Munayer ha aggiunto: “Quando parlo con la leadership della chiesa, dicono, ascolta, dobbiamo camminare su una corda molto tesa. Perché se parliamo apertamente non potremo restare qui a servire la Chiesa”.
Secondo Munayer, il clero e il personale temono che, se parlano apertamente, il governo israeliano congelerà i conti bancari o toglierà i visti. (In passato, i visti non venivano concessi e i permessi venivano revocati per motivi di sicurezza.)
Il sermone natalizio del reverendo Munther Isaac, ministro luterano palestinese a Betlemme, diventato virale sui social media, ha affermato: “Ai nostri amici europei, non vorrei mai più sentirvi tenere lezioni sui diritti umani o sul diritto internazionale. Non siamo bianchi, immagino: non si applica a noi secondo la tua logica”
Ha aggiunto Isaac: “Questo è un genocidio”, un sentimento, aggiunge Claire Porter Robbins, condiviso da molti cristiani palestinesi.
“Non possiamo tacere e abbiamo la responsabilità etica, la responsabilità morale di parlare”, ha aggiunto. “Ed è per questo che dico sempre che le chiese devono essere più forti. Abbiamo una piattaforma che dobbiamo utilizzare”.
Da Gaza, Luca Geronico sull’ Avvenire ci porta nella piana di Ninive, luogo gravido di riferimenti storici.
I cristiani di questo territorio sono i discendenti degli antichi assiri.
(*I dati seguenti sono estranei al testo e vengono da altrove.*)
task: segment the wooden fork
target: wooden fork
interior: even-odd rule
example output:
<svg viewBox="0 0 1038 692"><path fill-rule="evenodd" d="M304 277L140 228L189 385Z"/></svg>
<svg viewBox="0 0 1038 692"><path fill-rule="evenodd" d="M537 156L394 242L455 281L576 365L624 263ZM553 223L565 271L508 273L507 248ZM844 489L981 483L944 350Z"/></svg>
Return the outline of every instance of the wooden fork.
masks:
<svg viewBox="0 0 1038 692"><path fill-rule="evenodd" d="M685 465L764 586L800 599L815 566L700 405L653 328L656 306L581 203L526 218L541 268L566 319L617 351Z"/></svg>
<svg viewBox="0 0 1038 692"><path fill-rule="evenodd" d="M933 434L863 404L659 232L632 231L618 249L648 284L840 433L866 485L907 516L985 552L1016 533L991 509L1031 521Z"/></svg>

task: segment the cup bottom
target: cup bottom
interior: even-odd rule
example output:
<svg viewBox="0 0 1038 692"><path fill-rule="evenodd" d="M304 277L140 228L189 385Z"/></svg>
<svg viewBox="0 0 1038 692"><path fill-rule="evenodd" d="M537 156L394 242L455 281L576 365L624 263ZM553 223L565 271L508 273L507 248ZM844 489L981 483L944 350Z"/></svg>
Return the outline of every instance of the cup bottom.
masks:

Benestanti, professionisti, sono i residui della classe dominante in Medio Oriente all’arrivo, più o meno 1.500 anni fa, dei conquistatori arabi che non sentirono il bisogno di rifugiarsi nella nuova fede islamica per sperare in una vita migliore.
Sui cristiani aleggia ancora il fumo di un incendio del 27 settembre 2023 a Qaraqosh, in cui morirono 133 persone a una festa di nozze.
Luis Sako patriarca e guida della Chiesa caldea ha detto:
«In Iraq non c’è strategia, sicurezza o stabilità economica, né sovranità ma piuttosto l’adozione di un duplice concetto di democrazia, costituzione, diritto e cittadinanza»,
In una situazione di «totale o parziale marginalizzazione », la «fragile componente cristiana» è stata bersaglio fin dal 2003 – anno della caduta del regime di Saddam Hussein – di rapimenti e assassini a scopo di estorsione e poi dello spostamento forzato da Mosul e dalla Piana di Ninive ad opera del Daesh.
: «Se non fosse stato per la generosa accoglienza del governo regionale del Kurdistan e per gli aiuti della Chiesa per la ricostruzione delle loro case dopo la liberazione, i cristiani sarebbero stati come la popolazione di Gaza, dato che il governo centrale non ha fatto nulla per loro».
Alla faccia della missione cristiana in cui si avvolgevano Bush e i suoi compari.
Gli attacchi contro i cristiani, sottolinea Luca Geronico, continuano tuttora prendendo di mira il loro lavoro, con la «confisca dello loro proprietà», oltre a casi di «conversioni forzate» o l’«islamizzazione dei minori». In questa situazione, il governo «non è serio nel fare giustizia per i cristiani».
Più di un milione di cristiani sono immigrati, molti di loro erano con un qualificato retroterra scientifici ed economici, ma a chi importa?», si chiede Sako.
Il risultato è che nei mesi scorsi 100 famiglie cristiane sono emigrate da Qaraqosh, a cui si devono aggiungere in questo nuovo flusso migratorio dozzine di famiglie fuggite da altre città.